|The tea ceremony in Japan stands out due to its principal use: soul purification. Its introduction starts in 2700 b.C. when the Chinese empire used this tea as medicine.
However, the emergence of this culture in the Japanese world appeared during the Kamakura period in the XII century. The Buddhism monk known as Ei-Sai (1141-1215) wrote the first recipe of the cultivation process and the efficiency of this special tea that, subsequently, would be very important for them.
According to the text, the tea leaves would be extracted from the crops and were chopped until they were in very small pieces after some boiling water would be poured and, in addition, drink. Currently, we find matcha tea, a modern variety of the original green tea.
The first green tea seeds were earned by monk Ei-Sai, and sent to monk Myoe known in Kyoto, who planted them and created the first tea field in Japan. Little by little, its use began to be frequent between monks, becoming a powerful tool for social relationships between Samurais. They inaugurated the tea ceremony, showing then the utilities of the accessories for preparing a tea, coming from China.
At first, Uji region in Kyoto provided tea crops due to its perfect geographical location and the temperature difference. Its cultivation was so important that nowadays it is known as the best place to develop a great quality tea.
At the end of the XV century, another monk known as Murata Juko, created what is actually known as the Wabi-Cha. This ceremony combines the tea ceremony, standing out its utensils, with Zen Buddhism. Consequently, the Chá ceremony became simple: it produced an effect of peace and the thought of a cleared mind.

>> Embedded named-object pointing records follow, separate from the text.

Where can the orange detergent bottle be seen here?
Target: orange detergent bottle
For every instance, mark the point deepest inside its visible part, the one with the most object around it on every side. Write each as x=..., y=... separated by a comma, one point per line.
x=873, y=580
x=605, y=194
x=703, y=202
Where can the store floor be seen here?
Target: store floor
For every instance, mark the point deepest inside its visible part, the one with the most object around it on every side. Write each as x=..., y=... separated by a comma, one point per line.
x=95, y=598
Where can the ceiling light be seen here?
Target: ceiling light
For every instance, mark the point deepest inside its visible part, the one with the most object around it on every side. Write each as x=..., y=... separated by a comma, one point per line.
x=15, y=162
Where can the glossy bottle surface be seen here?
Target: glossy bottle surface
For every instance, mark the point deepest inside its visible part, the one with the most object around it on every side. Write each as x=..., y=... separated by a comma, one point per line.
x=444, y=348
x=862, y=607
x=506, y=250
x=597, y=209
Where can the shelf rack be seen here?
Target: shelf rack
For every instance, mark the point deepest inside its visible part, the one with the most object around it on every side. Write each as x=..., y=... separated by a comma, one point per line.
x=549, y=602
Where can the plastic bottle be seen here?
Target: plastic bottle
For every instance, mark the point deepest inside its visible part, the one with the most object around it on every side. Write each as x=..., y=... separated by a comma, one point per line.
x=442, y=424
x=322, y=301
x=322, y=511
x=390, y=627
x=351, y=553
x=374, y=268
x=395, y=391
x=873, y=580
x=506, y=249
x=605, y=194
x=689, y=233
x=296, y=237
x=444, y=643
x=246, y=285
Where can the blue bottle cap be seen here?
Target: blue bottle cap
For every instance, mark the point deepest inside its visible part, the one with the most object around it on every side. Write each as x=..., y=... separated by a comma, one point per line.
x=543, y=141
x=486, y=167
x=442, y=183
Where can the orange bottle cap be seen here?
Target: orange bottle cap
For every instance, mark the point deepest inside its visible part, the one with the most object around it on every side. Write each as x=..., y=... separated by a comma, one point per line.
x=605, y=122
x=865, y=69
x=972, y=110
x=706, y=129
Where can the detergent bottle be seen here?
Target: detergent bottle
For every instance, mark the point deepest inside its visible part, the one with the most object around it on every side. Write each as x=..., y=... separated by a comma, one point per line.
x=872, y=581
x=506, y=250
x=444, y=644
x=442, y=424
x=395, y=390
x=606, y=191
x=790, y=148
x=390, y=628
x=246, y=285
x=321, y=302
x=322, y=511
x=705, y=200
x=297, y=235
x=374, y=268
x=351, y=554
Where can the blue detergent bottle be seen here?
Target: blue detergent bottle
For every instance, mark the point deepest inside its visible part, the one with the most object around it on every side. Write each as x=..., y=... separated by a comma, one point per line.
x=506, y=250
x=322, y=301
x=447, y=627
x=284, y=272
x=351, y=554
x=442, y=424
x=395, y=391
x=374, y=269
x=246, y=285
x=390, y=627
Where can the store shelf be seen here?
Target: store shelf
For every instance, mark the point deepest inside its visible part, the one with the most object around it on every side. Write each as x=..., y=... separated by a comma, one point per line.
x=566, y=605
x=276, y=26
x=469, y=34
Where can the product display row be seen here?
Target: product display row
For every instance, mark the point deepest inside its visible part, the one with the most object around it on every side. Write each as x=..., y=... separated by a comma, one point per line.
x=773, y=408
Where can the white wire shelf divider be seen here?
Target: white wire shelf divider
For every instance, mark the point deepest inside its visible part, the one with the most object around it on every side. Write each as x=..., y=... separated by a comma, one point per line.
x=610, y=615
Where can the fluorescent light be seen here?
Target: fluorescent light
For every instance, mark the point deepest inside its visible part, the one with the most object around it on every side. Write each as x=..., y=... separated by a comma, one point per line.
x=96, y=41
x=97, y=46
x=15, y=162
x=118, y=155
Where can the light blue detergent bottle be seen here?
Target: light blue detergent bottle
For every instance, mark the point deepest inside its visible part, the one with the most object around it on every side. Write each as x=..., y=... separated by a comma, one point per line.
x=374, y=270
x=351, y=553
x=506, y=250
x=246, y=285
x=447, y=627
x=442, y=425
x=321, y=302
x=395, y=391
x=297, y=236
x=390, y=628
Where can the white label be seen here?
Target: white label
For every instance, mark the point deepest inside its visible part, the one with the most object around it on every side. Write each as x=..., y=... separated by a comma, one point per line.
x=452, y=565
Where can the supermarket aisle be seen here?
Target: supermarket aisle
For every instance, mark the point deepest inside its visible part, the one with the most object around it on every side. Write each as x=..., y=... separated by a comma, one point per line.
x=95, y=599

After its introduction in Japan, Edo period marked the difference. Not only Samurais began to drink tea, but generally Japanese began to use it too. By that time, the dry leaves were boiled up for making tea.
In 1738, the tea preparation changes. Nagatani Soen, a known creator of tea in Japan, developed a method known as Sencha. This method consisted of vaporizing the leaves and later leaving them to dry between their hands. Doing this, a more profound flavor was obtained, but also a fresher smell and a transparent color.
The Sencha then began to be known everywhere in Japan and people began to drink it up until today, which continues with its traditional cultivation.